1/2 cup pepperoni slices (or your choice of toppings such as sausage, mushrooms, bell peppers, olives)
1/4 cup grated Parmesan cheese
1 teaspoon dried oregano
1 teaspoon dried basil
1/2 teaspoon garlic powder
1/4 teaspoon red pepper flakes (optional)
Finishing
Olive oil for brushing (optional)
Instructions
Preheat Oven: Preheat your oven to 375°F (190°C) to prepare for baking the pot pies.
Prepare Ramekins: Lightly grease 4-6 small ramekins or oven-safe bowls depending on their size to prevent sticking.
Roll Dough: Roll out the pizza dough on a lightly floured surface to about 1/8 inch thickness for a thin crust.
Cut Dough: Cut the dough into circles or squares large enough to fit into your ramekins, leaving about 1 inch of dough hanging over the sides for sealing.
Form Crusts: Gently press the dough into the bottom and sides of each ramekin to create a crust base that will hold the filling.
Add Sauce: Spoon about 2 tablespoons of pizza sauce into the bottom of each crust for a flavorful base.
Add Cheese: Sprinkle 2-3 tablespoons of shredded mozzarella cheese evenly over the sauce layer in each ramekin.

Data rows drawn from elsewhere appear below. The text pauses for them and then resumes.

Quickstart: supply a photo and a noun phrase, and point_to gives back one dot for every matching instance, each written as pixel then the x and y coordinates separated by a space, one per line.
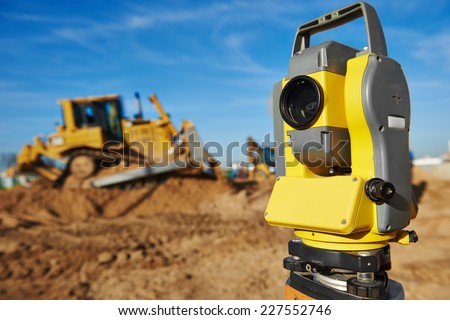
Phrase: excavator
pixel 261 161
pixel 97 146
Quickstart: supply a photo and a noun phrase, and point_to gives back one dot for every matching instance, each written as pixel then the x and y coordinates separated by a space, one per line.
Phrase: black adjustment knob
pixel 379 191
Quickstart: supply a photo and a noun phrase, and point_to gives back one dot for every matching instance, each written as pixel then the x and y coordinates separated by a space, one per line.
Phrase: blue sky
pixel 213 62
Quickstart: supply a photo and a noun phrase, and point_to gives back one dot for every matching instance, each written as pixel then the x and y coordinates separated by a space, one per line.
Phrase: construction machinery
pixel 260 161
pixel 341 121
pixel 98 146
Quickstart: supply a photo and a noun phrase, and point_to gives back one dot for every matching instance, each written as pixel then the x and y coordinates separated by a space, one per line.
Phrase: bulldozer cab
pixel 104 112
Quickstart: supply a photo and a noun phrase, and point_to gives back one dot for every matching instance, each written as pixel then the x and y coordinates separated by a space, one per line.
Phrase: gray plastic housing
pixel 387 111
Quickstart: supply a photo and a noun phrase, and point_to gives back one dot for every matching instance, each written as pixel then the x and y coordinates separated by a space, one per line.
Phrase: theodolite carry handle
pixel 375 35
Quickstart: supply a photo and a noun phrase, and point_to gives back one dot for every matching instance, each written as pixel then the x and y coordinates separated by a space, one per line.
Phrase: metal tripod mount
pixel 341 122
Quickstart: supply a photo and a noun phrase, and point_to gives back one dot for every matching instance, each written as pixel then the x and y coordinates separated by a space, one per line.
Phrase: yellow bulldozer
pixel 97 146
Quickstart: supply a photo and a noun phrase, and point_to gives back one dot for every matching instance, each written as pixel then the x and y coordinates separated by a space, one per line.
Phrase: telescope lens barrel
pixel 301 102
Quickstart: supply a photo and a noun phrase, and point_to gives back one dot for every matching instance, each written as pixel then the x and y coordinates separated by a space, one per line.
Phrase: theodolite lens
pixel 301 102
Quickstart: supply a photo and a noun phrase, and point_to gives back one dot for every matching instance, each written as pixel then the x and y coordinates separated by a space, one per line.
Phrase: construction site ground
pixel 186 238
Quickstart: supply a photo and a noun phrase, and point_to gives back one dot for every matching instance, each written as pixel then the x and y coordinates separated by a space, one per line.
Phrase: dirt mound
pixel 186 238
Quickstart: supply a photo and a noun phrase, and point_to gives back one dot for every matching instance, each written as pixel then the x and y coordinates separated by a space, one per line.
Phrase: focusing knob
pixel 379 191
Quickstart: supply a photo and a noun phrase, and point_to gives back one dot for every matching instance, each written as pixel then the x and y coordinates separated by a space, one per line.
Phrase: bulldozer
pixel 97 146
pixel 260 166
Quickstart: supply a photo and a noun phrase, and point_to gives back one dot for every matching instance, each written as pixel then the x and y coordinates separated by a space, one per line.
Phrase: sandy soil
pixel 186 238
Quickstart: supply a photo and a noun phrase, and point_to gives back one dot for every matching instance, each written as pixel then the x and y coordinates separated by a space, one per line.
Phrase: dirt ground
pixel 187 238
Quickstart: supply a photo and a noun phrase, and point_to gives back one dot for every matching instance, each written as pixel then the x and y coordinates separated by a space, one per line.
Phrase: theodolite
pixel 341 121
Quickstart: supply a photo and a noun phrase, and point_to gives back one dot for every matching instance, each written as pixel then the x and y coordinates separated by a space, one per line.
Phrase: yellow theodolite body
pixel 360 133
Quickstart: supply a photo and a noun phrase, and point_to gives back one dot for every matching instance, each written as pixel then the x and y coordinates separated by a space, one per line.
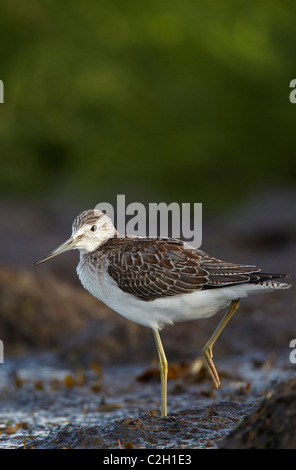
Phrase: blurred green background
pixel 174 101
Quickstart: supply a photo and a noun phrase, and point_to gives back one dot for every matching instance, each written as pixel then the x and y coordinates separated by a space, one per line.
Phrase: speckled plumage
pixel 160 281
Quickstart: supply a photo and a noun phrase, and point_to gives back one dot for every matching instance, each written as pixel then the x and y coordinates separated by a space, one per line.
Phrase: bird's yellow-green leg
pixel 163 367
pixel 207 351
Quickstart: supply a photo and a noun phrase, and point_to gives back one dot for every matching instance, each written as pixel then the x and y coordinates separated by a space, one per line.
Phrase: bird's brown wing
pixel 153 268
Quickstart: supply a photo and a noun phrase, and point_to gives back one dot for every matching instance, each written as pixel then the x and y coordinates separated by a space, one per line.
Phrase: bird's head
pixel 90 230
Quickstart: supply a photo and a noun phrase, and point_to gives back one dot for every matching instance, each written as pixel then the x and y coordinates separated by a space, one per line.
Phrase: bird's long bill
pixel 68 245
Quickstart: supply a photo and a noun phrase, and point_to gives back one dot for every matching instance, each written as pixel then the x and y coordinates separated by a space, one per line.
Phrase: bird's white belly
pixel 161 311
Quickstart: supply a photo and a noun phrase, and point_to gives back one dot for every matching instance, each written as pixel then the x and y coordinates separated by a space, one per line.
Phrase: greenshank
pixel 160 281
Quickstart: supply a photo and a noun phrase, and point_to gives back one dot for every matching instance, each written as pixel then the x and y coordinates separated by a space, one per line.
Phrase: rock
pixel 271 426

Add Toppings: Add a few slices of pepperoni or any other desired toppings like sausage, mushrooms, bell peppers, or olives.
Season: Sprinkle grated Parmesan cheese, dried oregano, basil, garlic powder, and optional red pepper flakes over the fillings for a herby, savory flavor.
Top with Cheese and Cover: Add more mozzarella cheese on top, then fold the overhanging dough over to partially cover the filling, creating a sealed pot pie surface.
Brush with Olive Oil: Brush the tops with a little olive oil if desired to achieve a golden, shiny crust when baked.
Bake: Place the ramekins on a baking sheet and bake in the preheated oven for 25 minutes until the dough is golden and the cheese is melted and bubbly.
Cool and Serve: Allow the pies to cool for 5 minutes before serving hot with extra marinara sauce on the side for dipping.
Notes
If you don’t have ramekins, small oven-safe bowls or even muffin tins can be used as an alternative.
You can customize toppings to your preference with sausage, mushrooms, bell peppers, olives, or even vegetarian options.
Brushing olive oil on the dough before baking helps the crust brown nicely but can be skipped if preferred.
Let the pot pies cool slightly after baking to avoid burning your mouth and help the filling set.
Use store-bought pizza dough for convenience or homemade dough for a fresher taste.